Notizie

Autostrade per l’Italia con lavori, code e disservizi: multa milionaria

Cinque milioni di euro. A tanto ammonta la sanzione che l’Autorità Garante della Concorrenza e del Mercato (AGCM) ha inflitto ad Autostrade per l’Italia (Aspi) e che ora trova piena conferma nelle aule del Tar del Lazio. Non si tratta solo di una questione contabile, ma di un principio: chi sbaglia, paga. Il verdetto del Tribunale amministrativo è netto, quasi scolpito nella pietra: Aspi ha mantenuto in vigore i pedaggi ordinari su tratti autostradali in condizioni straordinarie. Code, cantieri infiniti, rallentamenti asfissianti. L’Italia delle tratte “manutenute male” ha viaggiato a passo d’uomo, mentre il biglietto restava a prezzo pieno.

Il lungo strascico di problemi

La storia inizia anni fa, e affonda le radici in episodi dolorosi. Il disastro del Viadotto Acqualonga (2013), il crollo del Ponte Morandi (2018), il distacco della volta nella Galleria Bertè (2019): eventi diversi per luogo e dinamica, ma accomunati da un elemento inquietante che il Tar ha definito, senza mezzi termini, come negligenza nella manutenzione.

Da lì parte la stagione dei cantieri. Migliaia di chilometri di asfalto sotto osservazione, chiusi, rattoppati, sezionati. Una vera e propria corsa al recupero, innescata non dalla programmazione virtuosa, ma dal panico giudiziario e dal rischio concreto di nuovi disastri. Lavori urgenti, straordinari, spesso imposti dalla magistratura con sequestri e prescrizioni, in particolare per le barriere laterali giudicate non sicure. E mentre si scavava, si inchiodava, si stringeva la carreggiata, gli automobilisti – quelli che ogni giorno affrontano la A1, la A14, la A26 – continuavano a pagare. Pagare tutto.

L’Autorità garante: nessuna compensazione

Nel 2021, l’Antitrust aveva messo nero su bianco ciò che gli automobilisti già sapevano: nessuna misura compensativa, nessuna riduzione del pedaggio, nessuna informazione chiara sui possibili rimborsi. Il comportamento di Aspi viene bollato come scorretto, sotto il profilo commerciale. Il perché è semplice: la società ha approfittato di una posizione di forza – l’impossibilità degli utenti di scegliere strade alternative realmente equivalenti – per mantenere inalterati i ricavi, scaricando sul cittadino il peso dei suoi errori.

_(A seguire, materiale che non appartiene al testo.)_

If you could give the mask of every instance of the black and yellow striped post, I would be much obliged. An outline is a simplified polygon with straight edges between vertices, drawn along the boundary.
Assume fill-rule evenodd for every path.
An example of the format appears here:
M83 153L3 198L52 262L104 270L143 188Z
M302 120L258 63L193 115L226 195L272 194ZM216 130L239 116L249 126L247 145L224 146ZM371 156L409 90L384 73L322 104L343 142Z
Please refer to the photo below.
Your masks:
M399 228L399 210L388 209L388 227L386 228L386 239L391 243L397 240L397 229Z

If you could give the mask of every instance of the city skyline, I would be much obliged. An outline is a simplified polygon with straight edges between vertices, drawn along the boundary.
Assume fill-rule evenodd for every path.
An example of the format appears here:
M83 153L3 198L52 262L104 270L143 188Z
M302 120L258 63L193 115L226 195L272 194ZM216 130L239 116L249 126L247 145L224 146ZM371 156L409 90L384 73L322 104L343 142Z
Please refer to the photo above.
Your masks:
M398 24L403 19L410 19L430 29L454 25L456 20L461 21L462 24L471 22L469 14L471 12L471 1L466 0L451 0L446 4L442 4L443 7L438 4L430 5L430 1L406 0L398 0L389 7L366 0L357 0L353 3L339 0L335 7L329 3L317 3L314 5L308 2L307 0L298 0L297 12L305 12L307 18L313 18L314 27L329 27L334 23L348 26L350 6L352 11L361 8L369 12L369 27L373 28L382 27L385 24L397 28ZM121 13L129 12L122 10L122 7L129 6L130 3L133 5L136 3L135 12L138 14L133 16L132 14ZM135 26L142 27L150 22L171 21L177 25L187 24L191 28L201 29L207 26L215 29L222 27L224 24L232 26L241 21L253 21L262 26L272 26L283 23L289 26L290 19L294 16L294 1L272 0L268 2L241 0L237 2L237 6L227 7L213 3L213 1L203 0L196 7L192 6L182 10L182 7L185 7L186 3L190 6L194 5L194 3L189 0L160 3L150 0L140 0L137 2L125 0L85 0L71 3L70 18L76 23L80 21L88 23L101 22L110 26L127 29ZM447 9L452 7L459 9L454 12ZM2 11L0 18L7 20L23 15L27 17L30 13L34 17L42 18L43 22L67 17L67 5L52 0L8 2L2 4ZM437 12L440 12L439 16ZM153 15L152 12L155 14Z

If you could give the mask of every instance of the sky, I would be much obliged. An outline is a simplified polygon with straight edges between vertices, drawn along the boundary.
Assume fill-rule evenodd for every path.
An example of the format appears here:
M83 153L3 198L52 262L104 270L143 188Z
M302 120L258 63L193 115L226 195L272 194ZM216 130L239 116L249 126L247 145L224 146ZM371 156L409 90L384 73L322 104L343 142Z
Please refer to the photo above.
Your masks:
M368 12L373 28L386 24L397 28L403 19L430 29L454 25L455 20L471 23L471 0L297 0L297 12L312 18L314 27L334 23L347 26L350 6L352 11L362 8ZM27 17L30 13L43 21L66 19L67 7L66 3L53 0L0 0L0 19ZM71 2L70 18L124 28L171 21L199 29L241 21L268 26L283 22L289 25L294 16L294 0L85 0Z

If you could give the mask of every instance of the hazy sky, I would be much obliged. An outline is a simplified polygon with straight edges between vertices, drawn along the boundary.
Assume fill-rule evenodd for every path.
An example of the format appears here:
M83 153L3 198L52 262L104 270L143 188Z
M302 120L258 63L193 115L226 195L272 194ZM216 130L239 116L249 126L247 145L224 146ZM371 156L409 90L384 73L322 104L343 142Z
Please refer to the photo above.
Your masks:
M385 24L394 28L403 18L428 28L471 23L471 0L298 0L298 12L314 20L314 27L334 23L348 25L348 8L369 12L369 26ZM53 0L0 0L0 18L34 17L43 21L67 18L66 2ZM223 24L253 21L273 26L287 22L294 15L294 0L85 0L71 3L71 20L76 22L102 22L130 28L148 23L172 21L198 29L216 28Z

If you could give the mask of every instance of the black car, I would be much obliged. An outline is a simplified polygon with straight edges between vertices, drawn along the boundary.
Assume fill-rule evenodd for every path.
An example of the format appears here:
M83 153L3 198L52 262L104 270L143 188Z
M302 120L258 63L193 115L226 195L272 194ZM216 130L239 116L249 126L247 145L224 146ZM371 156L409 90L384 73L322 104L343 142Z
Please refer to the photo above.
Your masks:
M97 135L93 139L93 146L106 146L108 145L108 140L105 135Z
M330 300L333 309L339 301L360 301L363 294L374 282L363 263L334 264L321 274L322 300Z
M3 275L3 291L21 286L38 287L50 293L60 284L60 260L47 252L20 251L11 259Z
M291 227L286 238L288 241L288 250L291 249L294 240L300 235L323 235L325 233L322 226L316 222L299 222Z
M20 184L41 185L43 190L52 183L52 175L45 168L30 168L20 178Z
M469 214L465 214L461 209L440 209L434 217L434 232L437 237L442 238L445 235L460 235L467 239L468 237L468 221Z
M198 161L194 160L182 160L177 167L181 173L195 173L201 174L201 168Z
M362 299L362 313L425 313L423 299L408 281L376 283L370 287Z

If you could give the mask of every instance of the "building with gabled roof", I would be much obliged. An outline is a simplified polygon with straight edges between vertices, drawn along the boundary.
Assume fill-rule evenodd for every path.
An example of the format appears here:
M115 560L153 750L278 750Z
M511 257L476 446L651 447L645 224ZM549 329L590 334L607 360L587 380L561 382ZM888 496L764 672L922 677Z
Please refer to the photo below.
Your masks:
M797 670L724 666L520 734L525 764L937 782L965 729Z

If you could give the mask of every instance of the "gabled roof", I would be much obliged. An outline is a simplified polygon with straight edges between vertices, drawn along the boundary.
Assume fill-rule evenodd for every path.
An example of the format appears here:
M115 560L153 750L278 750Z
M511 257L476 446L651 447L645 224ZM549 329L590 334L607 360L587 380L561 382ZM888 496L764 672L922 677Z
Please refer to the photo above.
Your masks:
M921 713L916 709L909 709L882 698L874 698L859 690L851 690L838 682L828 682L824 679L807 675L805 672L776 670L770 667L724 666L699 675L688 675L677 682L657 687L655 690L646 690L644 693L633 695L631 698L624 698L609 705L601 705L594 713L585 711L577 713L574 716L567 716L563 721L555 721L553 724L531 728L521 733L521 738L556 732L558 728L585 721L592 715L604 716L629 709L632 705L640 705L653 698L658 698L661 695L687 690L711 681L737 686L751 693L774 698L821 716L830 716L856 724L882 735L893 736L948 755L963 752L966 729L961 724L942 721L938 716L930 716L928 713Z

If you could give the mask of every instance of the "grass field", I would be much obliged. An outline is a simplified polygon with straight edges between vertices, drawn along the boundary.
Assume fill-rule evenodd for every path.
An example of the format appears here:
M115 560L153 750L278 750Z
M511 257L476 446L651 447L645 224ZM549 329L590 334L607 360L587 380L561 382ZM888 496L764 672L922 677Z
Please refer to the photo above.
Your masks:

Il Tar del Lazio ha avallato in pieno questa lettura: una pratica commerciale scorretta, perché ha inciso sul comportamento del consumatore. Ma non solo. I giudici parlano anche di condotta aggressiva, per l’assenza di rimborsi proporzionati al danno subito. È un’accusa pesante, che va oltre il disservizio: qui si entra nel terreno della lesione dei diritti.

Niente sconti, neanche sui ricorsi

Aspi, da parte sua, aveva tentato la carta del ricorso. Chiedeva l’annullamento della sanzione da 5 milioni, e persino quello di una multa accessoria da 10.000 euro. Tutto respinto. Il Tar ha blindato la decisione dell’Antitrust, sottolineando come l’attuale sistema di rimborso automatico – introdotto dopo lo scandalo e attivo solo per i cantieri più recenti – non possa in alcun modo sanare le mancanze del passato.

Questo meccanismo, oggi attivo, prevede un rimborso automatico fino al 100% del pedaggio, per ritardi superiori ai 10 minuti. Una buona notizia, certo. Ma tardiva. Perché chi nel 2019 si è trovato intrappolato in un tunnel di lavori infiniti, senza indicazioni, senza scuse e senza sconti, ha già pagato due volte: in tempo e in denaro.

Il pedaggio della responsabilità

La lezione è chiara, e il Tar l’ha scolpita con la freddezza della giurisprudenza: l’efficienza non è un optional, e l’onere della manutenzione non può ricadere sul cittadino. Le autostrade sono una concessione, non un privilegio eterno. Aspi dovrà ora digerire la sanzione, ma soprattutto rivedere il proprio rapporto con l’utenza. Perché in fondo, è proprio questo il punto: le infrastrutture, come le istituzioni, funzionano solo se c’è fiducia. E quella, oggi, è tutta da ricostruire.